[Bug]: jupysql + DuckDB -- reading json lines fails to parallelise across threads
What happened?
I'm using DuckDB in JupyterLab with jupysql (0.7.4) and running into a funny performance issue, where I'm not seeing parallel loading of JSON lines files that I see when I use DuckDB via the Python API directly. (I've just been eye-balling htop to see when all my threads light up, or if only one is used)

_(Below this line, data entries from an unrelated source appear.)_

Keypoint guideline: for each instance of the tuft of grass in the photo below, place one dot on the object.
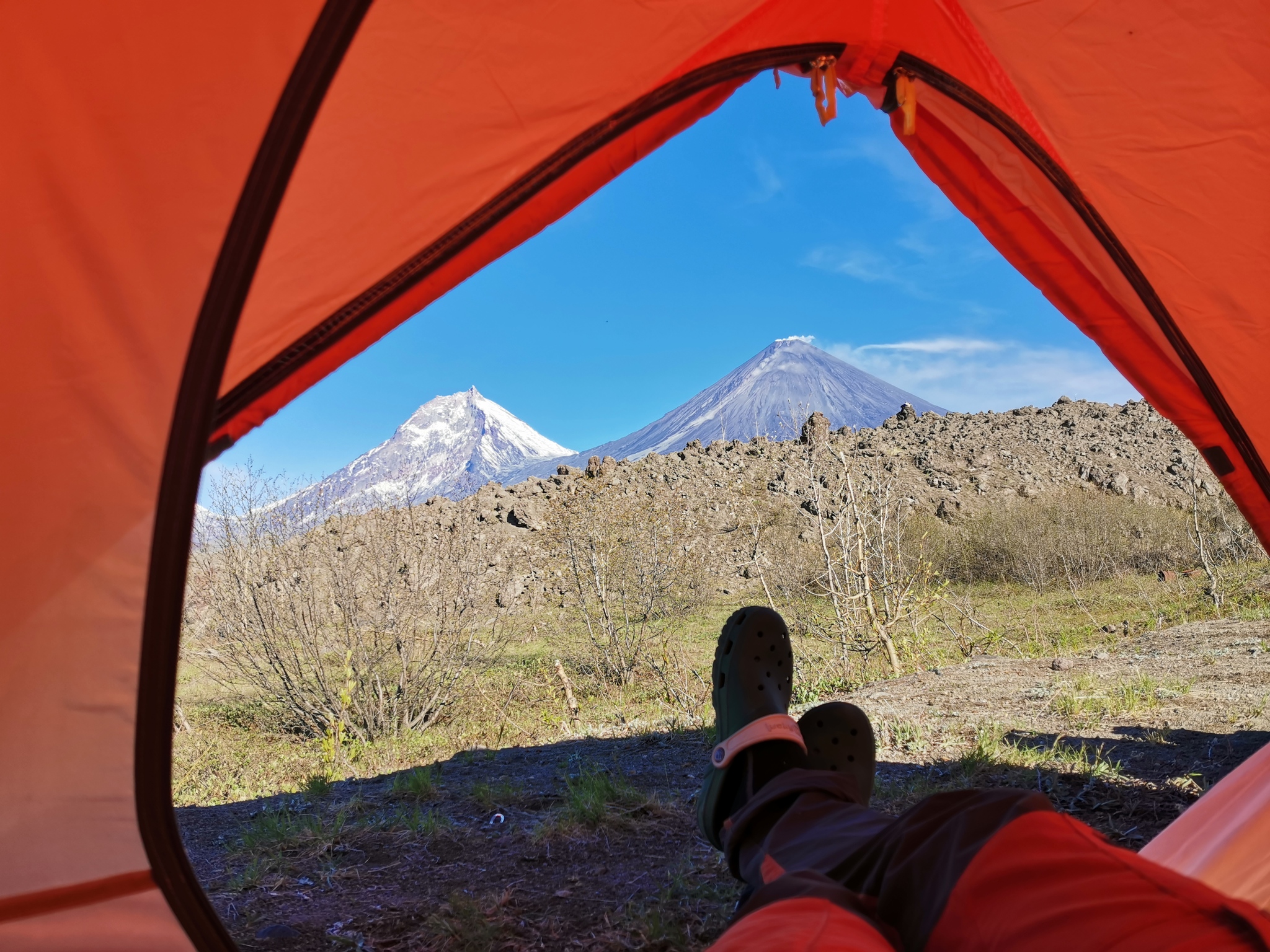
(1088, 699)
(468, 924)
(316, 785)
(293, 833)
(690, 910)
(249, 875)
(595, 798)
(491, 795)
(422, 823)
(418, 782)
(901, 735)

Note that %config SqlMagic.autopandas = False was set for the following comparisons.
%%sql tmp <<
-- this does *not* parallelise
select 1 from read_ndjson_auto('jsonl_data/*.jsonl')
# whereas running in python *does* parallelise
# doing a fetchall to match jupysql automatically pulling the complete set
results = duckdb.sql(f"select 1 from read_ndjson_auto('jsonl_data/*.jsonl')").fetchall()
Weirdly, I worked out that the following variations on the above query do in fact allow parallelisation:
- adding a
limitclause countthe rows insteadpartitionover the results
%%sql tmp <<
-- this *does* parallelise
select 1 from read_ndjson_auto('jsonl_data/*.jsonl') limit 100000000
%%sql tmp <<
-- this *does* parallelise
select count() from read_ndjson_auto('jsonl_data/*.jsonl')
%%sql tmp <<
-- this *does* parallelise
select row_number() OVER (PARTITION BY id) as seqnum from read_ndjson_auto('jsonl_data/*.jsonl')
Here's a Python function to generate some dummy JSON lines data for debugging. (with these defaults, writes about 7GB to disk):
def make_dummy_jsonl(path, num_files=200, length=1_000_000):
target_path = Path(path)
target_path.mkdir(parents=True, exist_ok=True)
for file_num in range(1, num_files + 1):
data = [
{
"id": row_num,
"val1": randrange(100),
"val2": randrange(100),
"val3": randrange(100),
}
for row_num in range(1, length + 1)
]
with open(target_path / f"dummy_{file_num:03}.jsonl", "w") as file:
file.write("\n".join(json.dumps(row) for row in data))
make_dummy_jsonl("jsonl_data")
While putting this together I realised that there is actually no parallelisation for DuckDB 7.1.0, and I needed to use a 0.7.2 pre-release to get any parallelisation, even in the Python example. So it could be a little premature to be debugging this.
Also, not sure if this is the right place for this issue, but it's a starting point and can move if needed.
DuckDB Engine Version
0.7.0
DuckDB Version
0.7.2.dev2699
SQLAlchemy Version
2.0.11
Relevant log output
No response
Code of Conduct
- [X] I agree to follow this project's Code of Conduct
I just took magic_duckdb for a spin (a DuckDB specific SQL magic tool for Jupyter) and found that parallelisation works with it. Furthermore, magic_duck seems to be generally faster that JupySQL, offering comparable speeds to using DuckDB directly. I realised during all this testing that queries in JupySQL suffer a noticeable performance hit.